Duckweed: Now you both know the rules. Fight starts as soon as the bell rings.
Old frog: What? Ring the bell?
[bell rings]
(They begin boxing.)
[grunts]
[groans]
Duckweed: Ah!
[groans]
[cheering]
[chuckles]
Toadtool: Ah! [grunts]
[gasping]
Toadstool: Ow! Okay, Plantar! You've put on a good show but... that's enough!
Hop Pop: This can't be good.
[grunting]
[crowd groans]
[crowd gasps]
Toadstool: Like we talked about. Stay down, Plantar.
Crowd: [distorted] Get up!
Anne: You can do it!
Sprig: Come on, Hop Pop!
Toadstool: Stay down!
[groaning]
(Hop Pop gets up.)
Toadstool: What are you, crazy? You could have been rich. You could've had your stand back. All you had to do was give up! [panting] Why?

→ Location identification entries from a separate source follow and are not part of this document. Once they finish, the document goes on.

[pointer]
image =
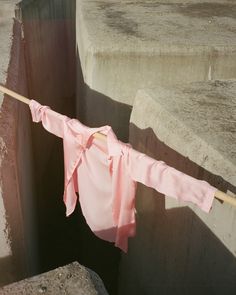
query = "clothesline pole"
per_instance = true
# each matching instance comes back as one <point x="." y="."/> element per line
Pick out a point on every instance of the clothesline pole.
<point x="219" y="194"/>
<point x="14" y="94"/>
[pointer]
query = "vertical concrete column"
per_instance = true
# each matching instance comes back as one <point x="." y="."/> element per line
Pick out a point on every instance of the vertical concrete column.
<point x="16" y="235"/>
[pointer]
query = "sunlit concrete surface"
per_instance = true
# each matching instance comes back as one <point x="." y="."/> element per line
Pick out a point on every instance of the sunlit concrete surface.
<point x="7" y="12"/>
<point x="128" y="45"/>
<point x="184" y="250"/>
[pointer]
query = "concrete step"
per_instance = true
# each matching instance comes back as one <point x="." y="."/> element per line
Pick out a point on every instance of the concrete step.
<point x="128" y="45"/>
<point x="197" y="120"/>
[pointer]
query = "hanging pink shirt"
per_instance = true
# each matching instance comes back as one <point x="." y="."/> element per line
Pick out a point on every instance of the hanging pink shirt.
<point x="105" y="173"/>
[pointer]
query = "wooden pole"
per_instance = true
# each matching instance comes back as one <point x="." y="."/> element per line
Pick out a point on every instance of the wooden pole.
<point x="219" y="194"/>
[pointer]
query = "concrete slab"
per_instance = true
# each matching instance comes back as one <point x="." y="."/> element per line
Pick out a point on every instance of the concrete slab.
<point x="196" y="120"/>
<point x="72" y="279"/>
<point x="128" y="45"/>
<point x="191" y="127"/>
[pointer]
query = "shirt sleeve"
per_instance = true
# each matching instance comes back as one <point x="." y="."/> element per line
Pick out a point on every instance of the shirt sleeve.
<point x="52" y="121"/>
<point x="169" y="181"/>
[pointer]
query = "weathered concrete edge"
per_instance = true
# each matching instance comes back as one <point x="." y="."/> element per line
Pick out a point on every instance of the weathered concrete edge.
<point x="194" y="148"/>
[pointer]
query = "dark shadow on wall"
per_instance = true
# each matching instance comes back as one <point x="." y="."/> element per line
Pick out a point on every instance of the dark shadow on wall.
<point x="174" y="252"/>
<point x="95" y="109"/>
<point x="49" y="42"/>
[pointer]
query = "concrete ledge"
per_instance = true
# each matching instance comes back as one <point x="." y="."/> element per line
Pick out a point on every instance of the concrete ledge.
<point x="72" y="279"/>
<point x="196" y="120"/>
<point x="128" y="45"/>
<point x="192" y="128"/>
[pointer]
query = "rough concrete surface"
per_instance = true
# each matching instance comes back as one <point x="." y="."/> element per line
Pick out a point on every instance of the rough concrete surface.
<point x="197" y="120"/>
<point x="6" y="33"/>
<point x="178" y="248"/>
<point x="7" y="12"/>
<point x="72" y="279"/>
<point x="128" y="45"/>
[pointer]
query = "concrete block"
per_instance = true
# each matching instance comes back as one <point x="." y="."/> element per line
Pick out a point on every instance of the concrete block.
<point x="128" y="45"/>
<point x="196" y="120"/>
<point x="72" y="279"/>
<point x="184" y="250"/>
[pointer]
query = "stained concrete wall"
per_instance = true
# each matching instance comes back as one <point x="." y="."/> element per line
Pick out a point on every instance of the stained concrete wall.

Hop Pop: Because this is about more than just me!
(He punches Toadstool.)
Toadstool: [groans]
Duckweed: That's a knockout!
Old frog: Huh? Ring the bell!
[bell rings]
[cheering, applause]
Crowd: Hop Pop! Yeah! Whoo!
Duckweed: Well, folks, that wraps up the trials. Now it's time to tally the votes! With 88 votes, 100% of Wartwood, Hopediah Plantar!
Hop Pop: What? I won?
Duckweed: And with 22,000 votes, the entire rest of the Valley, Mayor Toadstool!
Hop Pop: What?
Duckweed: Congratulations, sir.
Toadstool: Thank you. Thank you all. You're all too kind. Democracy wins again!
[crowd groaning]
Toadstool: Well, you certainly gave this toad a run for his money. Good thing you didn't win though, huh? [laughs] A frog beating a toad. That would have made headlines! Just be proud the whole town loved ya. I'm surprised the rest of the valley didn't.

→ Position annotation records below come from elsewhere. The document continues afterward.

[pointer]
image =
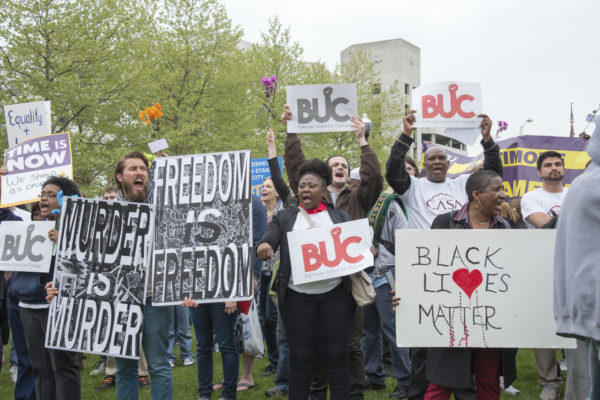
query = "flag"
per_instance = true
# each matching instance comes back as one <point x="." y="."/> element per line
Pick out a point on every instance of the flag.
<point x="572" y="121"/>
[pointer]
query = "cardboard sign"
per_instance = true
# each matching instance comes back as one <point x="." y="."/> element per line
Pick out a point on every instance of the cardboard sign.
<point x="322" y="108"/>
<point x="203" y="242"/>
<point x="158" y="145"/>
<point x="329" y="252"/>
<point x="102" y="261"/>
<point x="30" y="163"/>
<point x="448" y="105"/>
<point x="24" y="246"/>
<point x="476" y="288"/>
<point x="260" y="172"/>
<point x="26" y="121"/>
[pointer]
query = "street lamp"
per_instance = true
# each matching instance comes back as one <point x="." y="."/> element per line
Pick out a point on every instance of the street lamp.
<point x="368" y="125"/>
<point x="522" y="126"/>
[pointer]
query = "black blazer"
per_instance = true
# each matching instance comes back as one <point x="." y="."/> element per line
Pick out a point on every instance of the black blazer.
<point x="276" y="236"/>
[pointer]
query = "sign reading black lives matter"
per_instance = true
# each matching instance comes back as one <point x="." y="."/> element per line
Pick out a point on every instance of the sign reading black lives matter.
<point x="321" y="108"/>
<point x="203" y="242"/>
<point x="101" y="268"/>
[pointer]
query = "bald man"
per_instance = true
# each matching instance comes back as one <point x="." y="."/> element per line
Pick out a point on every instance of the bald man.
<point x="435" y="194"/>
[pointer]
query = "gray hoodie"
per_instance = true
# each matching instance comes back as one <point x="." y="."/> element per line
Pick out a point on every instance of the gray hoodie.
<point x="577" y="253"/>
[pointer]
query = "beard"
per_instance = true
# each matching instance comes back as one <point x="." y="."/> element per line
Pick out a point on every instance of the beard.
<point x="134" y="195"/>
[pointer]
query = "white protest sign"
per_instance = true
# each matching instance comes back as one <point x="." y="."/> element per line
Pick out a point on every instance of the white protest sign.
<point x="476" y="288"/>
<point x="24" y="246"/>
<point x="26" y="121"/>
<point x="30" y="163"/>
<point x="329" y="252"/>
<point x="158" y="145"/>
<point x="322" y="108"/>
<point x="449" y="105"/>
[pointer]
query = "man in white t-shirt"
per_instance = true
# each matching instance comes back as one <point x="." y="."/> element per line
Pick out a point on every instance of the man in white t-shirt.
<point x="435" y="194"/>
<point x="538" y="207"/>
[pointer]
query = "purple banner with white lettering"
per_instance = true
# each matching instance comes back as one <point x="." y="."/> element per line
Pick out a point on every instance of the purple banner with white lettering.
<point x="30" y="163"/>
<point x="519" y="158"/>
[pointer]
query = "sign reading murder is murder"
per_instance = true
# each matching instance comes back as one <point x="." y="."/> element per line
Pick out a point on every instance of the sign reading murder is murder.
<point x="329" y="252"/>
<point x="102" y="260"/>
<point x="30" y="163"/>
<point x="24" y="246"/>
<point x="27" y="120"/>
<point x="203" y="242"/>
<point x="476" y="288"/>
<point x="321" y="108"/>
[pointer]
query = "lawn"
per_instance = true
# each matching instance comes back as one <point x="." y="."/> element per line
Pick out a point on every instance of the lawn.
<point x="185" y="381"/>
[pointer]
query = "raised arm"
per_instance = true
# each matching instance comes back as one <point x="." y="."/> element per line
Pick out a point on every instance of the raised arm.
<point x="293" y="155"/>
<point x="491" y="150"/>
<point x="395" y="170"/>
<point x="276" y="176"/>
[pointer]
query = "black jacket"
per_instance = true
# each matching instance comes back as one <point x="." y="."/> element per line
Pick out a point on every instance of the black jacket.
<point x="452" y="367"/>
<point x="276" y="236"/>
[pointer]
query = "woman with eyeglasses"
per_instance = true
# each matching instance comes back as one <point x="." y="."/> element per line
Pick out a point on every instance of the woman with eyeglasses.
<point x="56" y="372"/>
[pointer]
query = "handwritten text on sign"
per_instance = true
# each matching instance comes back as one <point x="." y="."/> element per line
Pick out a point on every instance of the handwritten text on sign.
<point x="321" y="108"/>
<point x="30" y="163"/>
<point x="473" y="288"/>
<point x="24" y="246"/>
<point x="329" y="252"/>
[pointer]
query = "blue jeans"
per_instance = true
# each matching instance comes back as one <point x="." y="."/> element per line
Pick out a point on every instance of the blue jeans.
<point x="180" y="332"/>
<point x="207" y="318"/>
<point x="25" y="386"/>
<point x="155" y="341"/>
<point x="379" y="320"/>
<point x="283" y="364"/>
<point x="267" y="314"/>
<point x="594" y="355"/>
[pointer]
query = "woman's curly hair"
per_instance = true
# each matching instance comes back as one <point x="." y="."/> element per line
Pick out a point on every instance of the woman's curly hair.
<point x="318" y="168"/>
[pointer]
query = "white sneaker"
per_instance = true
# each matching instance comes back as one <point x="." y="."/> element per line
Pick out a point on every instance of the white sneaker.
<point x="14" y="372"/>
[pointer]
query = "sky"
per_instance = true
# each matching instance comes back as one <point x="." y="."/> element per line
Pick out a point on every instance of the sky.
<point x="532" y="58"/>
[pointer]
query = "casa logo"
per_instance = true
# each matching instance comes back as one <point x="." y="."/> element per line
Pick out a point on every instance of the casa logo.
<point x="443" y="202"/>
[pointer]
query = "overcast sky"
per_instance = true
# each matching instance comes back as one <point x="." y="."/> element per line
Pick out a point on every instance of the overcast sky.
<point x="532" y="58"/>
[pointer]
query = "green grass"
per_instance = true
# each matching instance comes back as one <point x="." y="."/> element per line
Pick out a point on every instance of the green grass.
<point x="185" y="381"/>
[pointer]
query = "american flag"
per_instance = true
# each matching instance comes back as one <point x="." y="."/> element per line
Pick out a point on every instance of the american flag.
<point x="572" y="121"/>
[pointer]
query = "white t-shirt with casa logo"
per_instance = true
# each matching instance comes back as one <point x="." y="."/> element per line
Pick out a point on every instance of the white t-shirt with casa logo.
<point x="539" y="200"/>
<point x="425" y="200"/>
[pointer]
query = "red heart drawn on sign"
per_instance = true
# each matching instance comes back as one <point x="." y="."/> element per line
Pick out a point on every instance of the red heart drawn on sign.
<point x="467" y="280"/>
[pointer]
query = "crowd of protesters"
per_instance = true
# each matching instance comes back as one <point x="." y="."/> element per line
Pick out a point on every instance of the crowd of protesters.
<point x="317" y="338"/>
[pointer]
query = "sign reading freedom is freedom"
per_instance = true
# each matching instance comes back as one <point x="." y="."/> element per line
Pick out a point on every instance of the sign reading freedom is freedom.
<point x="30" y="163"/>
<point x="203" y="242"/>
<point x="101" y="272"/>
<point x="476" y="288"/>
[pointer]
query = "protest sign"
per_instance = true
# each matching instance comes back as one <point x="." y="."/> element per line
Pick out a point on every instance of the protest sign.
<point x="26" y="121"/>
<point x="476" y="288"/>
<point x="329" y="252"/>
<point x="158" y="145"/>
<point x="260" y="172"/>
<point x="449" y="105"/>
<point x="203" y="243"/>
<point x="24" y="246"/>
<point x="30" y="163"/>
<point x="101" y="271"/>
<point x="322" y="108"/>
<point x="519" y="160"/>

Hop Pop: How was I supposed to know the rest of the valley got a vote? I'm a theater major, for cricket's sake!
Toadstool: Wait, wait now. You didn't campaign outside Wartwood? Oh, son. That's just sad. Really is. Almost takes the joy out of my victory.
Toadie: The victory piñata is all set up in the lobby, sir.
Toadstool: Well, I did say "almost." Wahoo! Piñata! I'm gonna hit it.
Sprig: Hey, Hop Pop...You okay?
Hop Pop: Yep! I've never felt better!
Sprig: Huh?
Anne: Really? You know you lost, right? Are you in shock? Is he in shock?
Hop Pop: I may have lost, but I stood my ground and fought for something important. And that feels good.
Wally: Hopediah? Uh, may we have a word?
Felicia: We all pitched in and built you a stand. For giving us something better than produce...
Wally: Hope.
Mrs. Croaker: You've made us all proud.
Hop Pop: I may have lost the race, but I'm back at the market with all of you. And that makes me a winner. This is perfect. I wouldn't have put the root vegetables with the tubers, though. It's not important. (beat) I'll fix it later.